[Election-Methods] Fwd: FYI - FairVote MN Responds to LawsuitAgainst IRV

Dave Ketchum davek at clarityconnect.com
Thu Dec 27 13:00:27 PST 2007


On Thu, 27 Dec 2007 15:33:37 -0000 James Gilmour wrote:
> Juho Laatu  > Sent: 27 December 2007 07:36
> 
>>Condorcet methods are not very widely used today.
> 
> 
> Juho
> Are Condorcet methods used for any public elections today?  Have they ever been used for any public elections?  I ask only because I
> am not aware of any examples, for public elections, and it would be very helpful to know if there were some.
> 
If those who back IRV had chosen to back Condorcet, we could all be better 
off.
> 
> 
>>Another reason why Condorcet methods are not used in wide scale today  
>>is that there are quite number of them and it is not quite obvious  
>>which one to take into use.
> 
> 
> In terms of achieving practical reform it is a serious problem that that there are several methods and that there is no consensus on
> which to use.  I would add, that all of the completion methods are complicated and would be much more difficult to explain to
> ordinary electors than, for example, the basic Condorcet principle of pair-wise comparisons.
> 
> 
> 
>>But Condorcet methods have the  
>>interesting property that in some situations A may be preferred to B,  
>>B to C and C to A. 
> 
> 
> The possibility of such cycles is a very real problem (despite the plethora of completion methods available).  This possibility, no
> matter how rare in practice, is likely to be ceased on by politicians and party activists who are opposed to any reform of FPTP
> (simple plurality).  One simple and practical solution might be to revert to IRV to break the Condorcet cycle, but I suspect that
> suggestion would go down like a lead balloon among the proponents of Condorcet (and the proponents of other non-IRV voting systems).
> 
Two thoughts are important here:
      Most elections will not produce cycles, and they are simple to describe.
      Even producing cycles has separated those candidates most desired 
from the trash, as above.  While the rules for resolving cycles need to be 
  decided in advance, voters do not need to understand them in detail 
until wanting to understand how an election involved in such actually got 
resolved.  There is little, if anything, any single voter can do to cause 
or avoid a cycle.

Reverting to IRV could sound tempting but:
      Condorcet properly sums results from such as precincts, without 
recording what IRV demands as input.
      If IRV is so great, why are we doing Condorcet?
      Most Condorcet completion formulas are not complex - the complexity 
is in deciding which one to implement.
> 
> 
>>I listed some of the problems of Condorcet methods above, but in  
>>general Condorcet methods are really good general purpose single  
>>winner methods for typical political elections.
> 
> 
> One further practical problem that you didn't mention is the "political acceptability" to the electors of a Condorcet winner who has
> very little first preference support.  Where the three front-runners are fairly evenly matched, it is a completely different
> situation and I think it would be possible to persuade the electorate that the result was "better" when the third-placed "everyone's
> second choice" Condorcet winner took the seat.  But I would doubt very much if we could persuade UK electors that the result was
> "better" if that Condorcet winner had very little first preference support.  I cannot speak for the likely response of electors
> elsewhere, but I have come to this view based on many years of promoting practical electoral reforms to UK electors.

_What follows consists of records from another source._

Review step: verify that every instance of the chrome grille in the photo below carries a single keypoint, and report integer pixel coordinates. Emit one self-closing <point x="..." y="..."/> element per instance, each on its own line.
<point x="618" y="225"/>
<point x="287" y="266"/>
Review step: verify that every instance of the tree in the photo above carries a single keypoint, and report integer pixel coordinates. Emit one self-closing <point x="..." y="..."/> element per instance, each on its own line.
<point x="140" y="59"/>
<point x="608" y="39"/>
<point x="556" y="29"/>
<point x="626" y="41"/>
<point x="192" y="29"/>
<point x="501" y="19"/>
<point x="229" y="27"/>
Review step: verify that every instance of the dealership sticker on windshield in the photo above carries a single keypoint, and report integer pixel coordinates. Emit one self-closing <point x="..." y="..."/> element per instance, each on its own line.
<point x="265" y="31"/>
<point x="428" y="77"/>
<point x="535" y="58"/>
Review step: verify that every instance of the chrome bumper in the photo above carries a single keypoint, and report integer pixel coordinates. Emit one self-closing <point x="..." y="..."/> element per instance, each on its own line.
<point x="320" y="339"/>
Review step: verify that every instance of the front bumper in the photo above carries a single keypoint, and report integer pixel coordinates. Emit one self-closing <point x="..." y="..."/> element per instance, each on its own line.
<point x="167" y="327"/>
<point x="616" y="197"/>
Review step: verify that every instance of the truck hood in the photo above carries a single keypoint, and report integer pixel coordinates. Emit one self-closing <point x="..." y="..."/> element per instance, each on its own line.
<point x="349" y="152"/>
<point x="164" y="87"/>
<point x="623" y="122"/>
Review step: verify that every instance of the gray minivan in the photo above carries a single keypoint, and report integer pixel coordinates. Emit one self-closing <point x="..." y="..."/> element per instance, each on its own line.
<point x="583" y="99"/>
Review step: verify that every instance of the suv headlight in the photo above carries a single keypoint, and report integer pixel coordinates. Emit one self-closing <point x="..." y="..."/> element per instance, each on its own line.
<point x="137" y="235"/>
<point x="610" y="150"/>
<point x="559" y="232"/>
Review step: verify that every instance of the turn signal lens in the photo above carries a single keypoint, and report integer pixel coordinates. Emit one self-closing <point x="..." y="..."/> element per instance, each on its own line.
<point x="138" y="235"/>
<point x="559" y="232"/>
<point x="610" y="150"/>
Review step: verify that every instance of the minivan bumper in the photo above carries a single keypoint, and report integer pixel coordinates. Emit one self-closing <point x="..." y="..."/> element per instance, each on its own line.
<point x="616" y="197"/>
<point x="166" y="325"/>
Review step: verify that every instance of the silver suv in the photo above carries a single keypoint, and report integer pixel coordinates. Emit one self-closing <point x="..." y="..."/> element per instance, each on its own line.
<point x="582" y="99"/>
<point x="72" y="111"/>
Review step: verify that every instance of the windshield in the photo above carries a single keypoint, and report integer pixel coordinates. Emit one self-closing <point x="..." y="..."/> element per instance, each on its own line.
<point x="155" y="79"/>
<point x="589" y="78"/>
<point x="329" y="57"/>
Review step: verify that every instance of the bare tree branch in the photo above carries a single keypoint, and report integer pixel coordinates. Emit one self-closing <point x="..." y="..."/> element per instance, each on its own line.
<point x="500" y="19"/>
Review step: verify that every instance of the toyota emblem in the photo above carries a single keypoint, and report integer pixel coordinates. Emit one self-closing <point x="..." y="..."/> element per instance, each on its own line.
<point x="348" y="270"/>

This sounds like an education topic,  Lean on:
      Why should a candidate be dropped for lack of first preference 
support, and another win for the first preference while lacking true wide 
support?
      etc.

> James
-- 
  davek at clarityconnect.com    people.clarityconnect.com/webpages3/davek
  Dave Ketchum   108 Halstead Ave, Owego, NY  13827-1708   607-687-5026
            Do to no one what you would not want done to you.
                  If you want peace, work for justice.